I have just purchased a new sub BK XLS200. I have been advised that i need a BFD in order to get the best out of my sub so have decided to get one. However since i am new to the world of BFD i am a bit confused:scratchhead: so i thought to ask for your expert advice. 

From my search i have seen that there is a Feedback Destroyer Pro DSP1124P and the FBQ2496. Do these two do the same job? Also which one is best. I can understand that 1124 is more popular than 2496 but is it the case that it is better?

Also from this forum i can gather that there is some Hum issue. Is this exclusive to the US market or does it happen in the UK as well? If so are the hum reducing transformers (like DCI) availale to the UK too? Our voltage is 240v.

Apologies in advance for all these questions:dunno:


----------



## Guest (Dec 20, 2007)

No one knows guys?:help:


----------



## brucek (Apr 11, 2006)

> I can understand that 1124 is more popular than 2496 but is it the case that it is better?


I'll let you read through these two discussions on the subject.

discussion 1

discussion 2



> Is this exclusive to the US market or does it happen in the UK as well?


As far as I know, UK power is 230volt single phase with a safety ground, so I don't see why it would be any different with respect to the hum issue than North America. 
Certainly everyone doesn't get a hum problem. I would test first to see if it's a problem for you, then go the normal route to correct it if you are unfortunate .....

brucek


----------



## Guest (Dec 20, 2007)

Thank you for your answer brucek. I read both threads and they were informative however none of them kinda explains clearly and straight which one is better for a sub. I presume that might be because people look at it from different points of view (some look at it as a music tool, some as a sub tool etc). 

The fact that i am a beginner in this area and have very little knowledge doesnt really help much either.:duh: 

I will wait and see if anyone else wants to add their opinions to this thread and then in the end i might have to pick the one that the pencil falls on.:dizzy:


----------



## brucek (Apr 11, 2006)

You haven't said what your requirements are, so it's hard to go past offering the few differences between them.

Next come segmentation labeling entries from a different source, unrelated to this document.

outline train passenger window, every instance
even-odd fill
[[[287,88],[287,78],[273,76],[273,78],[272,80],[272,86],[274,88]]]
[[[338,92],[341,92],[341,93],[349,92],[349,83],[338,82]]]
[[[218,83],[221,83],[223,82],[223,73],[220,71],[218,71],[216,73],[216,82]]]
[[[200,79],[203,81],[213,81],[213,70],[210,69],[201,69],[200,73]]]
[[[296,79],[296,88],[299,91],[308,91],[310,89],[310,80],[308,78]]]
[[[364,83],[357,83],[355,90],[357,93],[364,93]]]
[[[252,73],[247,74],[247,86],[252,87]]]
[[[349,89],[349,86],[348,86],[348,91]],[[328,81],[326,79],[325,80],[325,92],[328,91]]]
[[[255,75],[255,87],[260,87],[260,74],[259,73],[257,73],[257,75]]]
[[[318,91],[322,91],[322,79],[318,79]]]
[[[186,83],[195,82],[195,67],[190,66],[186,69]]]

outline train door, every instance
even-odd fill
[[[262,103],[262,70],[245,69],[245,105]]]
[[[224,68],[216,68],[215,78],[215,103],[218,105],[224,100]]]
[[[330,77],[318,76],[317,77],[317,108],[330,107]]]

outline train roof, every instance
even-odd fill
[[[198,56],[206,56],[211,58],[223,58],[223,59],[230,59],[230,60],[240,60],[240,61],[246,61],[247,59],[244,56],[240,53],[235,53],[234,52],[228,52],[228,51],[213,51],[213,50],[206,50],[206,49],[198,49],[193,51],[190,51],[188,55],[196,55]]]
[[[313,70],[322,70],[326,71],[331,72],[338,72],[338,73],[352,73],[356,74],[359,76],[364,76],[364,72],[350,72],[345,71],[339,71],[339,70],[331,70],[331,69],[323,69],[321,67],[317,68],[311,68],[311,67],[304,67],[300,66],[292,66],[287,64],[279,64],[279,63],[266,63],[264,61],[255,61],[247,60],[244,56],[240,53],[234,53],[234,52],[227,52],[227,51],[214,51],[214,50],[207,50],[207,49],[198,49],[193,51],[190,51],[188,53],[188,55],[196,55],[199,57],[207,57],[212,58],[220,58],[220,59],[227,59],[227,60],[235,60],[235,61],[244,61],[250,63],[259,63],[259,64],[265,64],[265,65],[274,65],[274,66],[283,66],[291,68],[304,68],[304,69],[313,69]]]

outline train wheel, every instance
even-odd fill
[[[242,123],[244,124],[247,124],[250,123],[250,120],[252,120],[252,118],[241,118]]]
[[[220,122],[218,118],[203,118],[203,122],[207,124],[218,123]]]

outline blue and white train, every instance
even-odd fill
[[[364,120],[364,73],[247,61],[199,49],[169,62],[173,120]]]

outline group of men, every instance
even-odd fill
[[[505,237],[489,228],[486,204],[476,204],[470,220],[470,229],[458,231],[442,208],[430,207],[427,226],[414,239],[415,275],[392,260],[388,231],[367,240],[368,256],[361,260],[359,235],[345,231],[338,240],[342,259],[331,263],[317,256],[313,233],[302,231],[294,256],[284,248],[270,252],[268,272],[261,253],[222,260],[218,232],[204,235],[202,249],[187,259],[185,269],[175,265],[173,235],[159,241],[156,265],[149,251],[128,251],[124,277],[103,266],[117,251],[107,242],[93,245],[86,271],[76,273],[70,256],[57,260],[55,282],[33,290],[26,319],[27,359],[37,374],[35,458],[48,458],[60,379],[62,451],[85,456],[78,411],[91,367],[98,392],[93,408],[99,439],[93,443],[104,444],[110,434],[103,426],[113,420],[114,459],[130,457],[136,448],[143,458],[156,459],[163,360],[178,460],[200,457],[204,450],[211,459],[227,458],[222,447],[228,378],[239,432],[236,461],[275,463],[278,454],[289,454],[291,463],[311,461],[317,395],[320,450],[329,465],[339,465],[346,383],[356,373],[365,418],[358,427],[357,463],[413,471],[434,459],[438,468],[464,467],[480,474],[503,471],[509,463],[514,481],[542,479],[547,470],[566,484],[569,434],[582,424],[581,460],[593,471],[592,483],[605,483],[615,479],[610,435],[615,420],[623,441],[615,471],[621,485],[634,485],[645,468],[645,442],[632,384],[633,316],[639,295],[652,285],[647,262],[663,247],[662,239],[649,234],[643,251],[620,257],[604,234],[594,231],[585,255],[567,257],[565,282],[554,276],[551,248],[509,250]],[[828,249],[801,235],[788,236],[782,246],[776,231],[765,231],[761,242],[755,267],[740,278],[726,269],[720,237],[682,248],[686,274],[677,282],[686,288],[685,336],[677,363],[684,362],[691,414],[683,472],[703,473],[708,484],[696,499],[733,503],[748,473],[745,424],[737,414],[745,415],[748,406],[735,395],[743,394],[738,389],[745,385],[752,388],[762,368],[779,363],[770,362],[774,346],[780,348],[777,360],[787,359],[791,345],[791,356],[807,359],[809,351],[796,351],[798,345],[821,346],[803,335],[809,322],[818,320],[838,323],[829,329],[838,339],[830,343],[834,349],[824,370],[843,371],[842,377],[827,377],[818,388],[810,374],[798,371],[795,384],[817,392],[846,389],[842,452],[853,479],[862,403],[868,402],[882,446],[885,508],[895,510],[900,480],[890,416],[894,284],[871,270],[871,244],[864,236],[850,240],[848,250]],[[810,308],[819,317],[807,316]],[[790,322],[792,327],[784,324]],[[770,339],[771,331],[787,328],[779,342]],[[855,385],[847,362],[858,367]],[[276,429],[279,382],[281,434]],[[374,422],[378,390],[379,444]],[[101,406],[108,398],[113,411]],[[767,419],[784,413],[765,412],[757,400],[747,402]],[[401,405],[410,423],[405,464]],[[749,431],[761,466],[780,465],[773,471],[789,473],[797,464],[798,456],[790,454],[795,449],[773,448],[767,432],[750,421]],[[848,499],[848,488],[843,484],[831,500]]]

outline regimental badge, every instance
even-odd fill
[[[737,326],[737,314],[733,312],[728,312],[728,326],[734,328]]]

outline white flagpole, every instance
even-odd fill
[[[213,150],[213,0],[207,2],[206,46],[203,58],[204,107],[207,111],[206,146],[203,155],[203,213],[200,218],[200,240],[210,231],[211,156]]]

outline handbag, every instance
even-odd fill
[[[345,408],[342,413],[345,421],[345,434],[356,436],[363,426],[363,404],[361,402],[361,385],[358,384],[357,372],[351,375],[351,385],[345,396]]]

You would just have to make your mind up what's important to you. Those threads offer the differences. Decide what you need and get the one that meets those needs.

The specs are better on the FBQ than for the BFD. It's debatable whether those specs are significant for sub only use.

The BFD has multiple memory slots for different sets of filters rather than the single slot that the FBQ uses.

The FBQ has wider divisions between its frequency settings as the frequency increases, but again is quite suitable for sub frequencies.

The FBQ is a bit more expensive than the BFD.

The BFD is sometimes hard to find as it is being phased out (or once was anyway).

Some older stock BFD's still have the V1.3 firmware which had a midi bug that was repaired with the V1.4 firmware, but these are easily upgradeable. many don't even use the midi as it's easy to enter any filters by hand.

I don't know what more can be said........... :huh:

brucek


----------



## Guest (Dec 21, 2007)

brucek sorry i wasnt complaining. And thank you very much indeed for your input.I decided to pull the plug and go for the 1124P. I'd rather have the multi channel availability than the better MIDI functionality of the BFQ. And the price is 1/3 better too. :wave:


----------